Table 1: Bounding box statistics for object detection dataset. The scale of the bounding box, small, medium and large, following the definition of COCO dataset. *-img represent the image parts, *-vid represent the video parts
Table 1: Bounding box statistics for object detection dataset. The scale of the bounding box, small, medium and large, following the definition of COCO dataset. *-img represent the image parts, *-vid represent the video parts
表1: 目标检测数据集的边界框统计信息。边框的尺度,小、中、大,遵循COCO数据集的定义。*-img表示图像部分,*-vid表示视频部分

3.2 Video Dataset Collection

3.2 视频数据集收集

We adopt 346 high-quality full soccer matches’ videos, including 270 matches from SoccerNet [6] covering six main European leagues ranging from 2014 to 2017 three seasons, 76 matches videos from the China Football Association Super League from 2017 to 2018, and the 18th, 19th, 20th FIFA World Cup3. The whole dataset consumes 1.4 TB storage, with a total duration of 668.6 hours. We split the games into 226 for training, 63 for validation, and 57 for testing randomly. All videos for object detection are not included in this video dataset.

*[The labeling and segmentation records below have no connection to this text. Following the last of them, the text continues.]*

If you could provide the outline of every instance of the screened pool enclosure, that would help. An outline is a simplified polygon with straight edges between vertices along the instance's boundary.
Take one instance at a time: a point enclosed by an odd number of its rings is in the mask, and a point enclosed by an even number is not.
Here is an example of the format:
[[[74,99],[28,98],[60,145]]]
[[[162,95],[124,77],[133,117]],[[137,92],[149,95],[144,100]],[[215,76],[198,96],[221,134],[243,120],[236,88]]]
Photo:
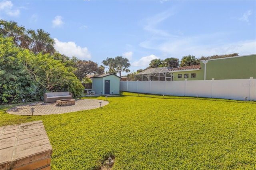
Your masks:
[[[172,68],[168,67],[152,68],[144,70],[135,75],[135,81],[171,81],[172,74],[169,70]]]

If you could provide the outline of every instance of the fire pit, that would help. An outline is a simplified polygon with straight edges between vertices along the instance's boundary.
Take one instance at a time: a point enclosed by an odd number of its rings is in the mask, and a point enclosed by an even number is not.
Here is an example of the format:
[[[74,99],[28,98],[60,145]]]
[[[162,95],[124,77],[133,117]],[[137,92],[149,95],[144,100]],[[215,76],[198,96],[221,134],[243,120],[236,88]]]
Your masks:
[[[68,106],[76,104],[76,100],[66,99],[56,101],[56,106]]]

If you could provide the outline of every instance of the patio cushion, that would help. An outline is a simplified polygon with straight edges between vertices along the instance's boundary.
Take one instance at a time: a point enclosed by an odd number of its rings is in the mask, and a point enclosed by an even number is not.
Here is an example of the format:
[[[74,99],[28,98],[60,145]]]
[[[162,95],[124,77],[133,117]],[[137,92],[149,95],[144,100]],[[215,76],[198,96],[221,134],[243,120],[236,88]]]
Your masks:
[[[67,95],[65,96],[47,96],[47,98],[48,99],[52,99],[52,98],[63,98],[63,97],[71,97],[72,96],[70,95]]]
[[[62,96],[62,92],[54,92],[54,96]]]
[[[53,92],[47,92],[45,94],[47,95],[47,97],[54,96],[54,93]]]
[[[68,91],[64,91],[62,93],[62,96],[68,96],[69,95],[69,92]]]

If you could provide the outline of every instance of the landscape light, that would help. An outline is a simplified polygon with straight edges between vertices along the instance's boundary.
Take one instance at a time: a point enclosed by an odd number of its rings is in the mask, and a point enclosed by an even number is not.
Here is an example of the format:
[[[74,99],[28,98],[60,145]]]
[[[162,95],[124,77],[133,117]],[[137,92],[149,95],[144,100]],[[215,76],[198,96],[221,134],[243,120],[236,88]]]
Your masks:
[[[33,116],[33,113],[34,113],[34,111],[35,111],[35,108],[31,108],[30,109],[30,110],[31,110],[31,112],[32,112],[32,116]]]
[[[114,164],[114,160],[112,160],[112,158],[110,157],[108,158],[108,160],[105,162],[106,164],[108,165],[110,167],[112,167]]]

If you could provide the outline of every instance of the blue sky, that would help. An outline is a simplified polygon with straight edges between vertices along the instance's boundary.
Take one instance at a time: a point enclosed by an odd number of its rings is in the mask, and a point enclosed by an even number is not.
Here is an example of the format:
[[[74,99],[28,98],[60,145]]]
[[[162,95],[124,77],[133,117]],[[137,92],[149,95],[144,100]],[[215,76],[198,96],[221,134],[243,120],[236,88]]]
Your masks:
[[[256,53],[256,1],[0,0],[1,19],[42,29],[69,57],[128,58]],[[127,73],[123,73],[122,75]]]

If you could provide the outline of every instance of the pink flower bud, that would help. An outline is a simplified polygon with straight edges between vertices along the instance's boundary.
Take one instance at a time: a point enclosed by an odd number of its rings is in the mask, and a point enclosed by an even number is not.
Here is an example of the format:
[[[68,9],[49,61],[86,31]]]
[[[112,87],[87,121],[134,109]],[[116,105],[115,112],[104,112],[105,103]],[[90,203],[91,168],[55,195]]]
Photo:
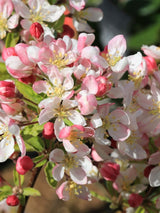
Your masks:
[[[143,202],[143,197],[139,194],[133,193],[129,196],[128,203],[131,207],[134,207],[134,208],[138,207],[142,204],[142,202]]]
[[[13,81],[0,81],[0,98],[14,98],[16,96],[15,84]]]
[[[43,129],[43,137],[46,138],[46,139],[52,139],[55,137],[55,134],[54,134],[54,124],[52,122],[47,122],[45,125],[44,125],[44,129]]]
[[[63,32],[60,34],[60,37],[68,35],[70,38],[74,37],[74,30],[67,24],[63,25]]]
[[[145,56],[143,58],[144,58],[144,60],[146,61],[146,64],[147,64],[147,73],[149,75],[153,74],[153,72],[158,69],[158,66],[157,66],[155,59],[152,58],[151,56]]]
[[[16,195],[10,195],[6,200],[6,203],[8,206],[18,206],[19,199]]]
[[[4,179],[3,177],[0,176],[0,186],[3,184],[3,182],[4,182]]]
[[[16,170],[20,175],[24,175],[26,172],[28,172],[30,169],[32,169],[34,166],[34,163],[32,159],[25,155],[24,157],[19,157],[16,163]]]
[[[41,26],[40,23],[38,23],[38,22],[33,23],[33,24],[30,26],[30,29],[29,29],[29,30],[30,30],[31,35],[32,35],[35,39],[42,40],[44,30],[43,30],[43,27]]]
[[[19,78],[18,79],[20,82],[24,83],[24,84],[33,84],[36,80],[36,76],[35,75],[30,75],[28,77],[25,78]]]
[[[5,61],[9,56],[16,56],[14,47],[3,48],[2,59]]]
[[[16,115],[22,111],[22,103],[1,104],[2,109],[7,115]]]
[[[149,177],[149,174],[150,174],[150,172],[151,172],[151,170],[152,170],[153,168],[154,168],[153,165],[149,165],[149,166],[147,166],[147,167],[144,169],[144,176],[145,176],[146,178]]]
[[[112,87],[112,83],[108,81],[108,79],[104,76],[99,76],[98,78],[96,78],[96,81],[98,83],[98,92],[96,93],[96,96],[105,95],[105,93]]]
[[[105,180],[115,181],[119,175],[120,166],[116,163],[106,162],[102,164],[100,173]]]

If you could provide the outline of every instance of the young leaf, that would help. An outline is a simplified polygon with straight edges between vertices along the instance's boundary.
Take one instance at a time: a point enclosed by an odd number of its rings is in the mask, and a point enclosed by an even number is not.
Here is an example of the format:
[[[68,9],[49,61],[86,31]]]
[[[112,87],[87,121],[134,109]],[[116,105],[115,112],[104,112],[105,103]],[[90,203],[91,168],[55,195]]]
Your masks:
[[[40,161],[39,163],[36,164],[35,168],[41,167],[43,166],[45,163],[47,163],[47,159],[43,159],[42,161]]]
[[[0,192],[12,192],[12,188],[8,185],[0,187]]]
[[[145,209],[144,209],[142,206],[139,206],[139,207],[136,209],[135,213],[145,213]]]
[[[14,169],[13,170],[13,181],[14,181],[14,184],[16,186],[19,186],[19,184],[23,185],[23,183],[24,183],[24,175],[18,174],[18,172],[16,171],[16,169]],[[19,181],[21,183],[19,183]]]
[[[57,181],[54,180],[53,175],[52,175],[52,170],[53,170],[54,166],[55,166],[55,164],[49,161],[47,163],[46,167],[44,168],[47,182],[53,188],[55,188],[57,185]]]
[[[25,196],[41,196],[41,193],[34,188],[26,187],[23,189],[23,195]]]

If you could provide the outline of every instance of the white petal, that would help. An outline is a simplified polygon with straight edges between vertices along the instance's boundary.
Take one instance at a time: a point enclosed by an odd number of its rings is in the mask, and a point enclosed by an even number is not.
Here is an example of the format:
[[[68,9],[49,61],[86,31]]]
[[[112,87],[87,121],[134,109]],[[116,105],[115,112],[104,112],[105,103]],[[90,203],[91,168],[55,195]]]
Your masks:
[[[60,163],[64,160],[64,152],[61,149],[54,149],[49,154],[49,160],[55,163]]]
[[[70,177],[71,179],[77,184],[86,184],[87,183],[87,176],[85,171],[78,167],[70,169]]]

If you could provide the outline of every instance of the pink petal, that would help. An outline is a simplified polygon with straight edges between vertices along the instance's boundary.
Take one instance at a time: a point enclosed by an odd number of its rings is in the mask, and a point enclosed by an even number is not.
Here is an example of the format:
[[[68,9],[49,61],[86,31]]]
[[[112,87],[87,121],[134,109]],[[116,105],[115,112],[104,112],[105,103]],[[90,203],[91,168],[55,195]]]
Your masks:
[[[54,168],[53,168],[53,171],[52,171],[52,175],[53,175],[53,178],[56,180],[56,181],[60,181],[63,176],[64,176],[64,166],[63,165],[56,165]]]

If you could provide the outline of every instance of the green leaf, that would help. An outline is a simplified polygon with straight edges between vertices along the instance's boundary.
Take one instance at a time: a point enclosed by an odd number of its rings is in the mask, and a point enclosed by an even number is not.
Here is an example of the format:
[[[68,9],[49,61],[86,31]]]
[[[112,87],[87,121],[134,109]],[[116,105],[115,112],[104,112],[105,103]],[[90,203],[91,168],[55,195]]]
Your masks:
[[[25,196],[22,195],[22,194],[20,194],[20,195],[18,196],[18,198],[19,198],[19,201],[20,201],[21,206],[24,206],[25,203],[26,203],[26,198],[25,198]]]
[[[7,34],[5,46],[8,47],[14,47],[19,40],[19,33],[18,32],[11,32]]]
[[[33,158],[33,162],[37,163],[38,161],[42,160],[44,158],[44,155],[38,155],[37,157]]]
[[[62,15],[60,19],[54,22],[53,28],[57,33],[63,32],[64,19],[65,19],[65,15]]]
[[[0,187],[0,192],[12,192],[11,186],[5,185]]]
[[[35,104],[39,104],[43,100],[44,97],[34,92],[32,87],[28,84],[24,84],[18,80],[15,81],[16,88],[19,90],[19,92],[28,100]],[[29,102],[28,102],[29,104]],[[33,106],[33,105],[32,105]]]
[[[37,136],[37,135],[39,135],[42,132],[43,126],[44,126],[44,124],[39,125],[38,123],[37,124],[28,125],[28,126],[26,126],[23,129],[23,134],[24,135]]]
[[[12,194],[12,188],[8,185],[0,187],[0,201]]]
[[[36,164],[35,168],[41,167],[46,163],[47,163],[47,159],[43,159],[42,161],[40,161],[39,163]]]
[[[25,196],[41,196],[41,193],[34,188],[26,187],[23,189],[23,195]]]
[[[55,188],[57,185],[57,181],[54,180],[53,175],[52,175],[52,170],[53,170],[54,166],[55,166],[55,164],[49,161],[47,163],[46,167],[44,168],[47,182],[53,188]]]
[[[21,181],[21,185],[24,183],[24,175],[20,175],[16,169],[13,170],[13,181],[16,186],[19,186],[19,180]]]
[[[159,8],[160,8],[159,0],[150,1],[149,4],[147,4],[146,6],[142,7],[139,10],[139,14],[141,16],[147,16],[152,13],[155,13]]]
[[[25,143],[29,144],[35,151],[42,152],[45,149],[44,141],[41,137],[22,134]]]

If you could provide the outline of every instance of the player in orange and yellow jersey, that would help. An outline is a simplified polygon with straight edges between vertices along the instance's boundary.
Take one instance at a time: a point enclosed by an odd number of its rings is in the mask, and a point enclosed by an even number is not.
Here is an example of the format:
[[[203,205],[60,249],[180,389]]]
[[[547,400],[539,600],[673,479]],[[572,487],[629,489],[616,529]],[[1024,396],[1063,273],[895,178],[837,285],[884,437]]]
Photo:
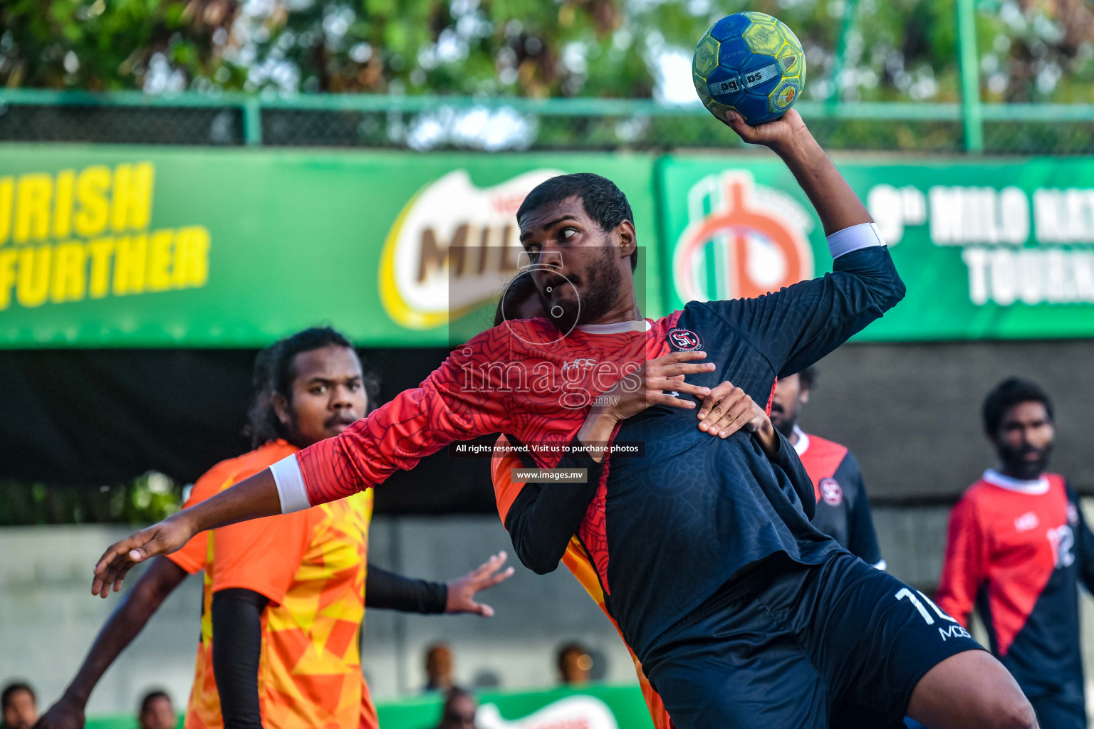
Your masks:
[[[257,447],[198,479],[191,506],[363,418],[374,404],[350,342],[309,329],[255,363],[249,431]],[[466,577],[429,583],[368,565],[372,492],[194,537],[153,560],[107,620],[42,729],[78,729],[95,683],[187,574],[205,572],[201,642],[187,729],[366,729],[376,726],[361,674],[364,608],[475,612],[475,593],[500,583],[504,554]],[[213,650],[213,638],[218,649]]]

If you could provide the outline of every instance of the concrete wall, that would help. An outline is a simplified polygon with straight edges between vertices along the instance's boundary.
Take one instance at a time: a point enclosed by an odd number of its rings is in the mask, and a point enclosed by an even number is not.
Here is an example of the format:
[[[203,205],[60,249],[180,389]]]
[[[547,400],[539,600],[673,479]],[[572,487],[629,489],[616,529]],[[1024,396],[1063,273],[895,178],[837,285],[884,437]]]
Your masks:
[[[1092,505],[1084,507],[1094,516]],[[933,590],[938,579],[947,514],[945,507],[874,512],[892,572],[924,591]],[[107,544],[129,531],[95,526],[0,529],[0,682],[27,679],[43,705],[61,693],[117,602],[116,596],[101,600],[90,595],[92,565]],[[502,549],[509,550],[510,543],[497,517],[379,517],[371,532],[373,562],[431,579],[465,574]],[[497,610],[489,620],[370,611],[362,652],[374,695],[383,699],[420,691],[422,655],[434,640],[452,645],[457,680],[472,685],[550,685],[555,649],[574,639],[593,651],[594,670],[603,671],[604,680],[635,680],[615,630],[565,568],[540,577],[515,566],[508,583],[482,595]],[[141,692],[152,686],[166,687],[177,703],[185,702],[198,640],[200,590],[200,578],[191,577],[164,602],[106,673],[89,714],[132,712]],[[1091,678],[1094,600],[1083,596],[1083,645]],[[1094,696],[1094,685],[1089,685],[1087,696]]]

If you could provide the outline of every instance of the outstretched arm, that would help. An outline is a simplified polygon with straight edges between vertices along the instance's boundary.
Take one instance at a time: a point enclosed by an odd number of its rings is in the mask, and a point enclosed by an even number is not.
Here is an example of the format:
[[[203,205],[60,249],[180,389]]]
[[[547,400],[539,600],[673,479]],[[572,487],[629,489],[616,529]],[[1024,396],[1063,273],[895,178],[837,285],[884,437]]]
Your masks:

我们采用了346个高质量的足球比赛全视频,其中包括2014 - 2017三个赛季,覆盖欧洲六大联赛的SoccerNet [6] 的270场比赛,2017 - 2018年的中国足球超级联赛,以及第18、19、20届世界杯的76场比赛视频。整个数据集消耗1.4 TB的存储空间,总持续时间为668.6小时。我们将比赛分成226个用于训练,63个用于验证,57个用于随机测试。所有用于目标检测的视频都不包含在这个视频数据集中

3.3 Event Annotations

3.3 事件标注

We define ten different soccer events which are usually the high- lights of the soccer game with standard rules for their definition. We define the event boundaries as clear as possible and annotate all of them densely in long soccer videos. The annotation system records the start/end time of an event, the categories of the event and if the event is a playback. An annotator takes about three hours to label one match, and another experienced annotator reviews those annotations to ensure the outcomes’ quality.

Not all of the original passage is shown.